Kathy has written many interesting and reflective posts. I read one yesterday in response to an NPR segment, a This I Believe, essay I remember hearing years ago while on vacation in Maine. The piece was called something like “Always Go to the Funeral” and was about the importance of showing respect for the deceased and the family by attending a funeral, regardless of how awkward or inconvenient it may be.
At the time, I thought it was a great piece because my mother and I often argued about this very subject. My mother proudly and stubbornly refused to attend funerals and memorials, even for close family members. My mother’s sister’s husband died after a long illness and my mother refused to attend his funeral in Detroit. “He was an old drunk!” she exclaimed. “I have theater tickets.” I now wonder if her reaction was an early sign of dementia-it was so irrational. It was also so inconsiderate of her poor sister, who, although she had a difficult marriage, was parting with her life partner and the father of her children. I was ashamed of my mother’s behavior and went to Detroit alone. I was very glad I did, because at the funeral, I learned so many good things about my uncle that I didn’t know and never would have known about his accomplishments and how he helped people, etc.
It was also important to support my aunt and cousins-it was just important to go. I don’t know why my mother couldn’t. My dear friend Sugar says that fear dictates the actions of many people. Maybe that was it-my mother is afraid of death and afraid of sadness. Maybe she is that selfish and couldn’t give her sister and family what they needed at the time. Maybe she didn’t know what to do or how to comfort. Interestingly, when my father died, years before, even though there was no service or funeral, all of my mother’s relatives, her sister and her two cousins, came to be with her…
Regardless, Kathy’s point is that she feels very differently. When her mother dies, she will feel resentment for folks who show up to the funeral who have not been supportive to Kathy and her mother during her mother’s tortuous illness and slow decline.
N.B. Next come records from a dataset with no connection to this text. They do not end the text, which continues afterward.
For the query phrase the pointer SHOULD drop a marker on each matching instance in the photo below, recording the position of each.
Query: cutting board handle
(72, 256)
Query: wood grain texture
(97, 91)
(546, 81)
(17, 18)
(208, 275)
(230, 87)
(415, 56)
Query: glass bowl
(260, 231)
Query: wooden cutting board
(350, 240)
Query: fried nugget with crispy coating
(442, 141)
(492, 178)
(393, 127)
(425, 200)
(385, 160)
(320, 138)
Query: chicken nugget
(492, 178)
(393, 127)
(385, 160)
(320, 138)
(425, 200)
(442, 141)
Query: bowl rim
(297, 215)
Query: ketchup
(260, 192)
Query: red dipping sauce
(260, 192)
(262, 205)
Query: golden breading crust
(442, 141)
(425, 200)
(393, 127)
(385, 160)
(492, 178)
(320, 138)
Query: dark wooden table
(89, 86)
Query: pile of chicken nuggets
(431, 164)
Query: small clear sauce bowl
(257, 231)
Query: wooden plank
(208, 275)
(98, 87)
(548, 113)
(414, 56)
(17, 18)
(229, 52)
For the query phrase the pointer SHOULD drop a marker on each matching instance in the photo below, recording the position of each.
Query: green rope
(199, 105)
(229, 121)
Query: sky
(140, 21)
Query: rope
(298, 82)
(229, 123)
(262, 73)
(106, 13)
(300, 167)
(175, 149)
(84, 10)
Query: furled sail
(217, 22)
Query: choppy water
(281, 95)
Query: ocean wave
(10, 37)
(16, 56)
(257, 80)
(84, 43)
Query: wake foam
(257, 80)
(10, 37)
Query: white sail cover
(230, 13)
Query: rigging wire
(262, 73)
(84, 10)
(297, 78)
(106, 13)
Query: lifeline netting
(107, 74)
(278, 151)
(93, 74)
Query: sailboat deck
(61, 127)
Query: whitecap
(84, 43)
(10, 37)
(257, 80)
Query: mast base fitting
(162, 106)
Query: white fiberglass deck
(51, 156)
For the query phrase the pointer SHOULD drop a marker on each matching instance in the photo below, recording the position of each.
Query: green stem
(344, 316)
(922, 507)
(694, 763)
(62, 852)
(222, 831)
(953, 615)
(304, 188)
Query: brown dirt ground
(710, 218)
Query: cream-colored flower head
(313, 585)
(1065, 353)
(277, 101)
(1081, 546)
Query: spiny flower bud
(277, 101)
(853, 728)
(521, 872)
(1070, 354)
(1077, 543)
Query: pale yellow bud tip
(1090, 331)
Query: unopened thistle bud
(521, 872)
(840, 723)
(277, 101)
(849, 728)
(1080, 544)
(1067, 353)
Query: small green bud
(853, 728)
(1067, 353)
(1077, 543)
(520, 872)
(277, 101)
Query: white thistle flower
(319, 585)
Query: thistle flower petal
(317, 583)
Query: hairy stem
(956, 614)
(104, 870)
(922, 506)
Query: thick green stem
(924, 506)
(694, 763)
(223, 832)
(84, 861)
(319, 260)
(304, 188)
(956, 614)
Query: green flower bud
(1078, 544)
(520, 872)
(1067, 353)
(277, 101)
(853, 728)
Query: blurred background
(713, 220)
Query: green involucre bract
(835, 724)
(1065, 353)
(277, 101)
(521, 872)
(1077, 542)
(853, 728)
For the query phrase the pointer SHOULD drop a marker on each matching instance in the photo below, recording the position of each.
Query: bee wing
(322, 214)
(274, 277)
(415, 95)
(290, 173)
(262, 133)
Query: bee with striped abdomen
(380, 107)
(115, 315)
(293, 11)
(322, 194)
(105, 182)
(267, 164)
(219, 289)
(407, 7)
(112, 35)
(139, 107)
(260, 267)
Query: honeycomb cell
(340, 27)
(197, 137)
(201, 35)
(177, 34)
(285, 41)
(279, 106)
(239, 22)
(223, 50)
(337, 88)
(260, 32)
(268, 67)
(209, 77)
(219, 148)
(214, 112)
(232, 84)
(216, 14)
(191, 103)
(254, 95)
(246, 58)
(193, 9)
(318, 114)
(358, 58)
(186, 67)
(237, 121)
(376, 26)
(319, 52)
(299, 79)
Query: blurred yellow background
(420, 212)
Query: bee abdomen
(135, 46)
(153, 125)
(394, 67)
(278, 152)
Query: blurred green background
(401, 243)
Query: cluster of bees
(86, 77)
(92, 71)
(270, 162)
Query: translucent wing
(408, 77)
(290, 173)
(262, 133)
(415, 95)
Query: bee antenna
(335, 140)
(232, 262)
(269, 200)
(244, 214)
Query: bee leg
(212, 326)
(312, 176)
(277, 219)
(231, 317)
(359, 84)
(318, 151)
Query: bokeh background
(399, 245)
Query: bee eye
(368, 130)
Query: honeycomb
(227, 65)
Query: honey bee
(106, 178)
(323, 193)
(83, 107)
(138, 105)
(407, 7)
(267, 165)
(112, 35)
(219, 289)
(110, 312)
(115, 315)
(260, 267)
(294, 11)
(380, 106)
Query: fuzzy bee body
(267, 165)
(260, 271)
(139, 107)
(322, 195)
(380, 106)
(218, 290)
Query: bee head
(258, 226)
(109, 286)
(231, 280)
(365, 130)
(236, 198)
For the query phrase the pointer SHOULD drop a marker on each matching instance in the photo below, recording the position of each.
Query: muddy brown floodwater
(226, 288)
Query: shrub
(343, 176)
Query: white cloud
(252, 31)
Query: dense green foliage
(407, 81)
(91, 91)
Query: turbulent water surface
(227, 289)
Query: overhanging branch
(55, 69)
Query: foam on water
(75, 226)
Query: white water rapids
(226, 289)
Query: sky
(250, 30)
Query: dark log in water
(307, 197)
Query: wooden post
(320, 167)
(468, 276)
I can completely understand her feelings. On the other hand, my mother is much older and feebler, and she has a great nurse who has support from two other aids and from my family and me. I feel protective of my mother and her vanity and I don’t want casual visitors to come over and see her in her present condition. Close friends, yes, but not distant friends and acquaintances. I know that she wouldn’t want to be seen, either. She will not be pushed outside in her wheelchair because she doesn’t want people that she knows to see her unable to walk and dependent. I think she’s being ridiculous, but I respect her feelings. So, even though my mother has expressed that she doesn’t want a funeral service of any kind, if we had one, I would appreciate people who know her and respect her attending, even if they have not been on the scene lately.